Before we start cutting any wires we really need to understand the fuel pump’s electrical circuit.
Understanding the Fuel Pump Circuit
Here’s the fuel circuit diagram from the factory service manual (with added colors to emphasize the wires we will be working with):
Note: L is the color code for blue. W-B is the color code for white with a black stripe.
Don’t worry if you can’t make sense of all of this circuit diagram, the only thing that’s really important here is the wires connected directly to the fuel pump itself.
Basically power goes in one side (L) and then comes out the other (W-B), which is grounded to the body. When power runs through this circuit the fuel pump pumps. Pretty simple, right?
Now that we know what we are going to be working with, we want to come up with a plan on how we are going to wire up an anti-theft system to it.
Planning the Anti-Theft System
Here’s a rough diagram of how I planned out my circuit:
As you can see from the diagram, we will be cutting the positive wire (solid blue) between the fuel pump connector and fuel pump. All of our components for this kill switch will then go in between that cut wire.
Why Not Just Use a Simple Switch?
You might be wondering why we need a relay. While you could use just a simple switch on the positive wire between the connector and the fuel pump, most switches are not designed to take these kinds of loads and will break, melt fuses, or even potentially damage something else in the circuit. Because of this, we are using a relay.
How a Relay Works
Don’t worry if relays sound scary and confusing, they are really simple once you understand what they are supposed to do. Basically you can think of them as just a regular switch that’s controlled by power.
Terminals 87 and 30 are disconnected by default, but when you put power across terminals 85 to 86 (which is an electromagnet), they get connected. Disconnect the power across 85 and 86, and the connection between 87 and 30 breaks.
Here’s a simple diagram to show you what that looks like:
Now that we know all of that, we are ready to get our parts and bench test the system.
- Automotive Relay
- In-Line Fuse Holder
- 15 Amp Fuse
- 16 Gauge Wire (any color you want)
- Crimp Connectors and Quick Disconnects (blue for 16 gauge)

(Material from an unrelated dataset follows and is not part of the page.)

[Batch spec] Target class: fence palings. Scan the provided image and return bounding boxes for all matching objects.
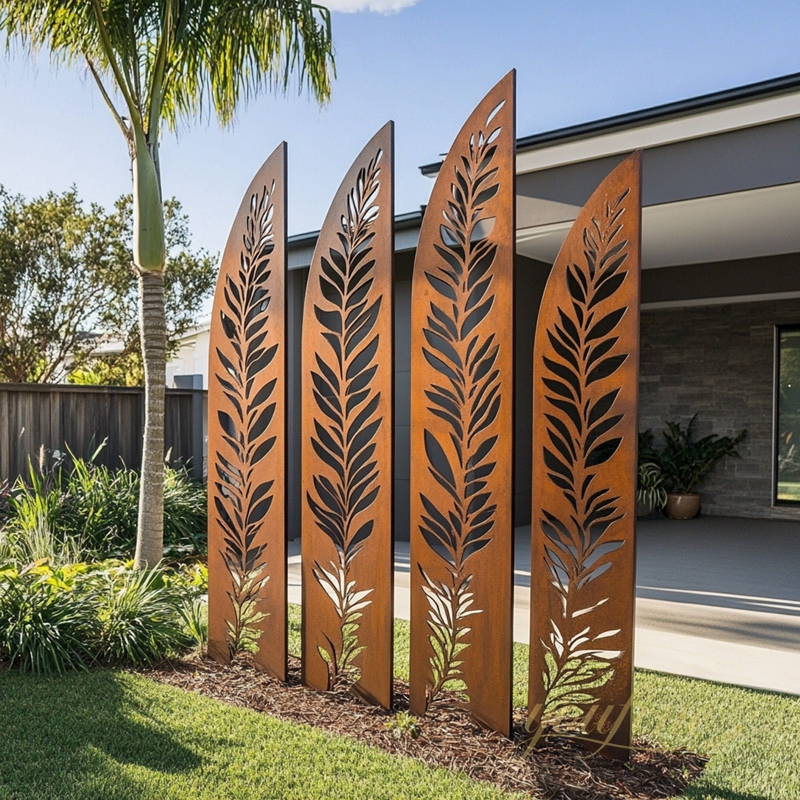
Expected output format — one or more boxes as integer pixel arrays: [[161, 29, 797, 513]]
[[528, 153, 641, 759], [410, 72, 515, 736], [208, 143, 287, 680], [302, 122, 394, 708]]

- Heat Shrink Tubing (1/4″ worked great for me)
Bench Test Video
- Remove the plastic rear console box and center console. They are both held in by several phillips screws that are fairly easy to find.

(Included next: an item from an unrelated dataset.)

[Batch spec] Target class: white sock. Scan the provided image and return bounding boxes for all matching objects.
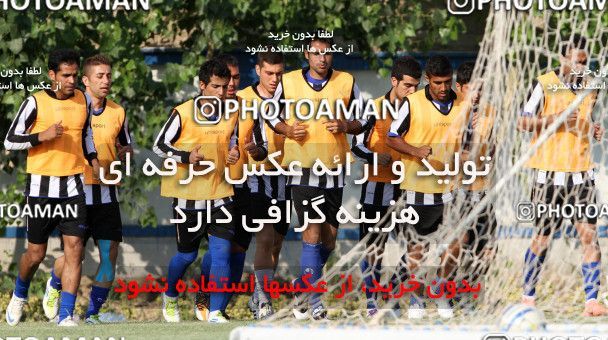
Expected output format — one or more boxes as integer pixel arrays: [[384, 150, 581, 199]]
[[254, 269, 274, 303]]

- Locate the fuel pump connector.
- Isolate the wires going to the fuel pump (solid blue wire and white wire with a black stripe).

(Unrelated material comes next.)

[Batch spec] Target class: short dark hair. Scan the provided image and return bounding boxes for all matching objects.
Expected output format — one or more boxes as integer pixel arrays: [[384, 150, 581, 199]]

- Cut the blue wire a few inches past the connector (so you have some room to work with both ends).
- Crimp on the In-Line Fuse to the blue wire (the one still attached to the fuel pump connector).
- Build a Y-splitter with quick disconnects.
- Connect the Y-splitter to the In-Line Fuse and have the other two ends go to terminal 87 of the relay and the switch you chose.
- Connect a wire from the other side of the switch to terminal 85.
- Crimp on a connector to the other blue wire (the blue wire still attached to the fuel pump), and attach it to terminal 30 of the relay.
- Find a suitable ground wire location and connect it to terminal 86 of the relay.
- Tuck your wires away and test that the switch works.
- If everything works, hide the switch wherever you want and put the center console and rear console box back on.
- Smile knowing that thieves have an extra step to complete before stealing your vehicle.